From this perspective the earthly, rooted character of Judaism could, at that metaphysical level, at times also be a stumbling block to the secular successors to the lofty-theory-seeking Christianity – precisely because of its earthliness. That might explain why Hawking refuses to participate in the Israeli Presidential Conference of scholars. This refusal goes beyond a boycott of the settlements, which I could understand quite well. Rather, the absoluteness of Hawking’s total boycott demonstrates a metaphysical kind of discomfort with what Judaism stands for.
Then there is in somewhat obscure Western art circles the tendency to associate the Jewish people with the moon – and from there with night and materialism – and Christianity with the sun – and thus with celestial spheres and profundity. Now there’s possibly something right with that, because the Jewish calendar is based on the lunar cycle, and the Christian on the solar cycle. But still, such a theme and the unnecessary associations that go with it, are mainly a manifestation of the Western tendency to look to the skies.
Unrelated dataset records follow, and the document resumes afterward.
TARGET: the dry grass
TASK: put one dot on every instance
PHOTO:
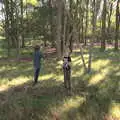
(95, 96)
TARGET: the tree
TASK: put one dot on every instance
(103, 41)
(117, 25)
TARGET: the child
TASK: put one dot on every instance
(67, 71)
(37, 62)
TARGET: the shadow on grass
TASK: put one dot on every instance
(41, 101)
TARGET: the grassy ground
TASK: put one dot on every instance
(96, 96)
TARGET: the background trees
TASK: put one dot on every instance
(58, 22)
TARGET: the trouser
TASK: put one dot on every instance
(67, 81)
(36, 75)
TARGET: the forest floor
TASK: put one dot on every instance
(95, 96)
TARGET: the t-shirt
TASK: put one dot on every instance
(37, 59)
(66, 61)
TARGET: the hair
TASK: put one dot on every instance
(37, 47)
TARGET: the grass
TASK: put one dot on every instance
(96, 96)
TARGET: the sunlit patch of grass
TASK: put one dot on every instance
(72, 103)
(47, 77)
(96, 78)
(115, 110)
(97, 65)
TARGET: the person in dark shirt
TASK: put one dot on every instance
(67, 71)
(37, 62)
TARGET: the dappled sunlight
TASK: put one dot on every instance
(97, 65)
(115, 110)
(69, 105)
(72, 103)
(100, 76)
(47, 76)
(15, 82)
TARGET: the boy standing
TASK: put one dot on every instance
(37, 62)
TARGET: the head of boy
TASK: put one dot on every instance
(37, 47)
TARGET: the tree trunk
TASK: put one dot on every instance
(103, 41)
(117, 26)
(59, 22)
(21, 20)
(93, 36)
(86, 26)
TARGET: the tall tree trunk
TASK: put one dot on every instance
(70, 29)
(117, 26)
(103, 41)
(7, 24)
(93, 38)
(21, 20)
(86, 26)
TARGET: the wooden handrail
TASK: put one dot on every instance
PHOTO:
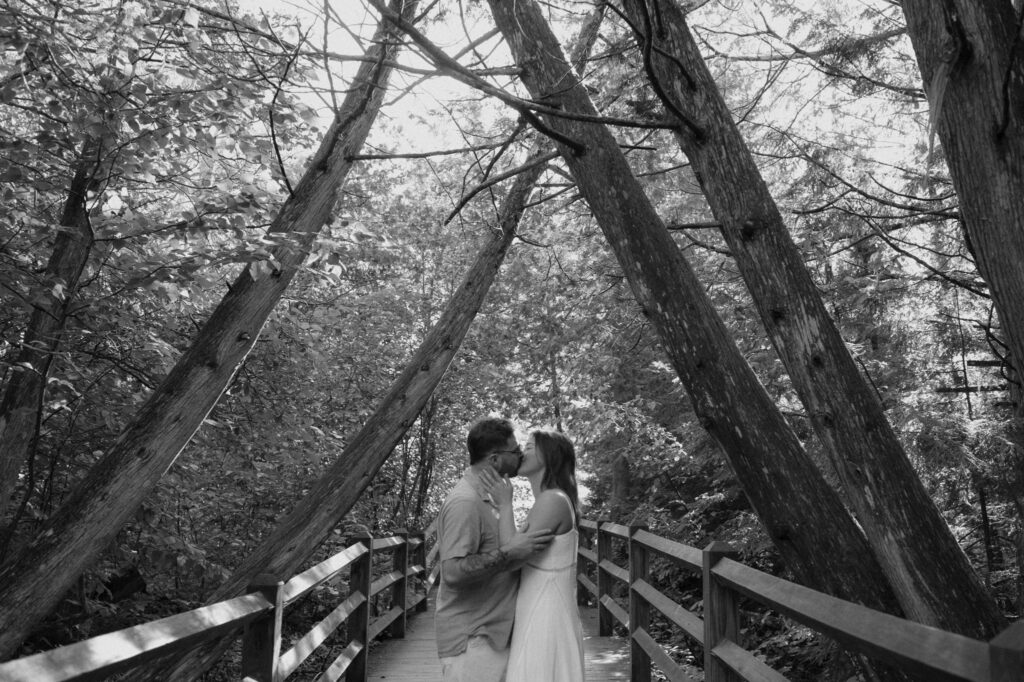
(260, 613)
(919, 649)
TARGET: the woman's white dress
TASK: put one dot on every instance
(547, 637)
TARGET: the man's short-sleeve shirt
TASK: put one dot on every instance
(468, 524)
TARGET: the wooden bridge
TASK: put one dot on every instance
(414, 658)
(389, 577)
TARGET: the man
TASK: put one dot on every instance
(479, 579)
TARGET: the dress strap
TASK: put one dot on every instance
(564, 496)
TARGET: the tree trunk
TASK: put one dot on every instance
(971, 56)
(23, 398)
(34, 581)
(919, 554)
(299, 534)
(815, 535)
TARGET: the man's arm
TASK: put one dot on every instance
(478, 567)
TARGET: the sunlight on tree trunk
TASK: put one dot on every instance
(22, 403)
(805, 518)
(36, 579)
(973, 53)
(919, 554)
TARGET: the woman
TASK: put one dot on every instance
(547, 637)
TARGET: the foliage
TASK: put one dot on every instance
(180, 101)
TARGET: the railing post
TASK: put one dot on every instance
(604, 617)
(639, 608)
(583, 595)
(261, 641)
(721, 613)
(1006, 654)
(359, 578)
(420, 559)
(399, 590)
Finally, when the current Pope as he took office warned that “the Church must keep far from worldliness, as worldliness is the devil”, that connects with foundational Christian texts like “You will be in the world but not of the world”. And then I am not sure whether Groots suggestion is tenable, and I feel confirmed in my view that appreciation of the physical and material world is rather a Jewish hobby.
I am sure, however, that my contention is not for hundred percent true because in the Jewish tradition a certain kind of idealism thrives eminently well. Namely messianism, ie the expectation of a golden future for the world, not least in a moral sense. And not necessarily only reserved for the Jews but as a destination for all humanity.